The winter of 1938-1939 was one of the mildest on record in Liberty County. In early February azaleas started blooming two months early all over the county. Three weeks went by without low temperatures or frost. It was perfect weather for a horse show presented by the Liberty Independent Troop at the National Guard Armory in Hinesville on George Washington’s birthday.
Tourist traffic on U.S. Highway 17 through Liberty County was so heavy at times during the winter of 1938-39 that it was sometimes impossible to cross the highway. Baseball was 100 years old in 1939. Top popular songs of the year were “Two Sleepy People,” “September Song,” and “God Bless America.”

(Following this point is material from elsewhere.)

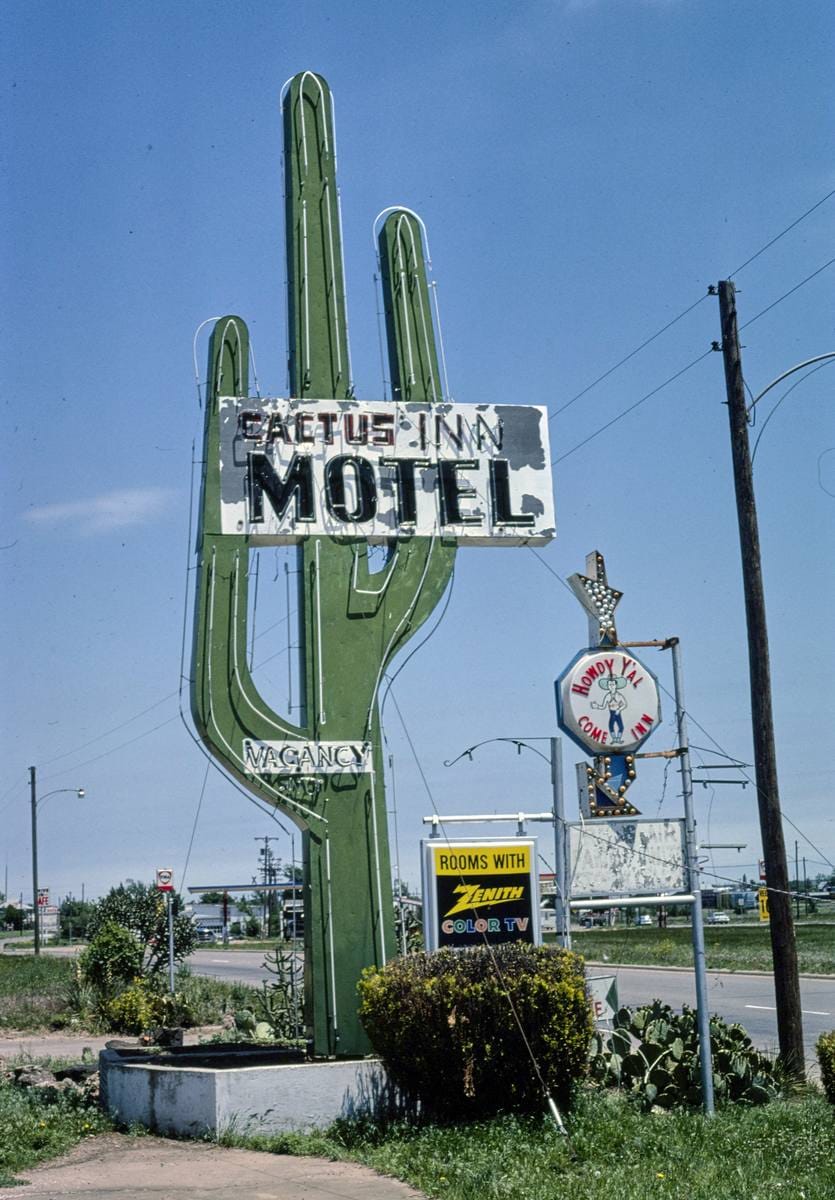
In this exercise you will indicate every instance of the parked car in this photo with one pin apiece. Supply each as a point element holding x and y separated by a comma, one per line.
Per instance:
<point>589,919</point>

Many Liberty County property owners were unable to pay their taxes during the ninth year of the economic depression. Seldom a week went by that property was not sold by the county sheriff in front of the Liberty County Courthouse to satisfy state, county, school, and local taxes.
One of the most important social events of the year in Liberty County in 1939 was the President’s Birthday Ball, held in the National Guard Armory at Hinesville. It was a part of the National Infantile Paralysis Campaign, and was held in conjunction with the birthday of President Franklin D. Roosevelt, the most famous polio victim in America. The event was sponsored by a Liberty County committee under the aegis of Andrew A. Smith of Savannah, Georgia, the district trustee. An orchestra played music for dancing. There was a small charge for admission. The ladies wore evening dresses and the men wore coats and ties.
The law establishing the Coastal Highway District was amended on March 20, 1939, to provide for widening and reconstruction of U.S. Highway 17 in some areas. So many accidents occurred at a spot between Richmond Hill and Savannah that it came to be called “Dead Man’s Curve.” There was also a need to widen the highway between Midway Church and its cemetery. That meant the church building would have to be moved.